Claro que había niños que llevaban disfraces de verdad, no manufacturados por una madre desganada, pero nos aguantábamos. Para consolarnos nos dejaba sus pinturas. No nos poníamos más carmín, más colorete ni más sombras azuladas porque no nos cabían en la cara. Nuestro ideal de belleza estaba muy lejos del minimalismo.

Era un cumpleaños muy organizado, eso ya no me gustaba tanto, incluso me inquietaba porque todo lo que fuera competir me ponía nerviosa. A mis hermanos sí, ellos disfrutaban y hasta ganaban. Se hacían carreras de sacos, de relevos, el juego de las sillas, el pañuelo y al final una piñata que había que romper pegándole palos con los ojos vendados. Después de tanto esfuerzo ya nos podíamos avalanzar sobre los manjares y correr sin normas por ese jardín de maravillas. Mi madre siempre nos advertía, «por favor no comáis como fieras corrupias que os conozco y va a parecer que pasáis hambre». No hacíamos caso y nos comportábamos como pirañas voraces.

Para redondear la fiesta contrataban a Fermín, un hombre del pueblo muy estrafalario que vivía de poner en la calle un puesto con cachivaches viejos como tijeras, un colador oxidado, una cajita de música, caramelos de menta pegajosos o una regadera. A veces, milagrosamente, vendía algo. También tenía libros sobados, casi todos novelas del oeste o de amores cursis, y fotos de sus familiares difuntos. Cuando alguien se acercaba a mirar, decía señalando las fotos, «que se jodan todos, ya están muertos».

Para el cumpleaños de Anabel se vestía con una capa negra, de vampiro totalmente, y se colocaba muy serio detrás de su mesita. En vez de los cachivaches habituales, los padres de Anabel habían puesto golosinas y él hacía el papel de falso pipero. Se las podíamos comprar a cambio de una piedra o de una hoja. Como nos causaba gran emoción tener a nuestra disposición todos los dulces que quiséramos sin pagar, nos pasábamos la fiesta yendo y viniendo a su puesto. Era un vendedor muy siniestro, nunca se reía ni hacía bromas y nos miraba a todos, niños y mayores, embozado tras su capa, como si eso fuera un teatro del absurdo y él el único y lúcido observador.

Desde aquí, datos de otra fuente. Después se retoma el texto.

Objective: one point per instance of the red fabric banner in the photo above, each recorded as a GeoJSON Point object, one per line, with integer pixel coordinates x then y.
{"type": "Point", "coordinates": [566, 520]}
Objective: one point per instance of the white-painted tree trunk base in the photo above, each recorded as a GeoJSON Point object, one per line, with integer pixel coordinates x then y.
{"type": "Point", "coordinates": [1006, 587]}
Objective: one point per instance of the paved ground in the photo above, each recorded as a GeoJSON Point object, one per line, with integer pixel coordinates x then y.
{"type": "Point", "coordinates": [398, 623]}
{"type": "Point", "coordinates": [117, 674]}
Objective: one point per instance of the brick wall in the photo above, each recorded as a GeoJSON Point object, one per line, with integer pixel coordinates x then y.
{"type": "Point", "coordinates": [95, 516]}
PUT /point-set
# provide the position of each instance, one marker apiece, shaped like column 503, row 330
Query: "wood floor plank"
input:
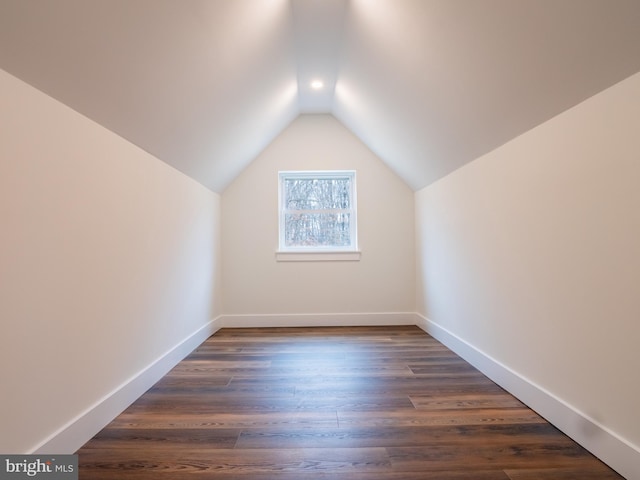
column 356, row 403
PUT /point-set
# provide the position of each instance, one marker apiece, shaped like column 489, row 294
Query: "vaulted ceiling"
column 428, row 85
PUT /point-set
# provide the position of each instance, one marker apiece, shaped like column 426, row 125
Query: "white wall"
column 108, row 261
column 530, row 255
column 256, row 285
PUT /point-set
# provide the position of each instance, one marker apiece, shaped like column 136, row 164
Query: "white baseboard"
column 621, row 455
column 85, row 426
column 318, row 320
column 615, row 451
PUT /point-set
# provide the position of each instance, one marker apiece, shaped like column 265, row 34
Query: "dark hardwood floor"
column 374, row 403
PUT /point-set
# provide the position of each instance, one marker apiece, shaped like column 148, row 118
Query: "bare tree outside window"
column 317, row 210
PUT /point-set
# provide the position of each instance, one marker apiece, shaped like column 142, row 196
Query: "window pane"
column 317, row 193
column 317, row 229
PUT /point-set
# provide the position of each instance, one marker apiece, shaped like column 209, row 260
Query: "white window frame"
column 317, row 253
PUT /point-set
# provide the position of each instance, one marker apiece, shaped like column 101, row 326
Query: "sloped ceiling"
column 428, row 85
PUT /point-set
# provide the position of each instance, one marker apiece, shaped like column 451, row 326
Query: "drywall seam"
column 612, row 449
column 81, row 429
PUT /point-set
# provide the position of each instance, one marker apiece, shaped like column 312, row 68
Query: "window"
column 318, row 211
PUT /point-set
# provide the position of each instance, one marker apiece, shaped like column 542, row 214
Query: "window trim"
column 319, row 253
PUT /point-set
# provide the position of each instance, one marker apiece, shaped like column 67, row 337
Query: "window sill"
column 318, row 256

Jamás conseguí no estar mala al día siguiente mientras que mis hermanos, de naturaleza más fuerte que la mía, salían intactos aunque hubieran comido lo mismo o más. Me lo pasaba vomitando, con dolor de tripa y una especie de resaca alucinada en la que bailaban niños disfrazados, revoloteaban como polillas los ahora repugnantes manjares, el abuelo galán de cine sonreía con sus dientes destellantes de inmensamente rico y Fermín me perseguía para obligarme a beber tazas y tazas de manzanilla letal.

Ya te advertí que no te pasaras comiendo, me recordaba mi vengativa madre, ella sí de verdad con una taza de la asquerosa infusión en la mano.

Sitio feo

Esto tiene el sitio feo: hierbajos amarillos y resecos, cardos borriqueros, zarzas y flores salvajes, todo mezclado, revuelto, enmarañado y confuso. Plantas mutantes, tan atípicas que parecen sacadas del cuaderno de un botánico loco. Solo un árbol, un álamo de hojas reversibles, verdes por un lado, blancas por el otro, a las que el viento cambia de color cuando se aburre.

Dos mariposas naranjas que vuelan juntas, cuatro pájaros que se han parado a repostar, una lagartija huidiza y un camino polvoriento de tierra seca y sucia que se desvía ondulando, como si estuviera borracho o no tuviera claro si quiere quedarse o largarse hacia terrenos más civilizados. Las espigas son tan altas que bordan la línea del cielo.

Apenas hay gente en el sitio feo, como es feo…De su vegetación desmelenada brota un aliento húmedo y fresco, señal de que escondido en sus tripas vive un arroyo. Por encima lo mira el monte como a un hijo díscolo y un poco pintas y por debajo es él quien mira a los ejemplares jardines de setos recortados, flores formando círculos, ordenados senderos, piedras en fila y césped uniforme.

Espero que a nadie se le ocurra venir con sus peines a embellecer y ordenar mi precioso sitio feo.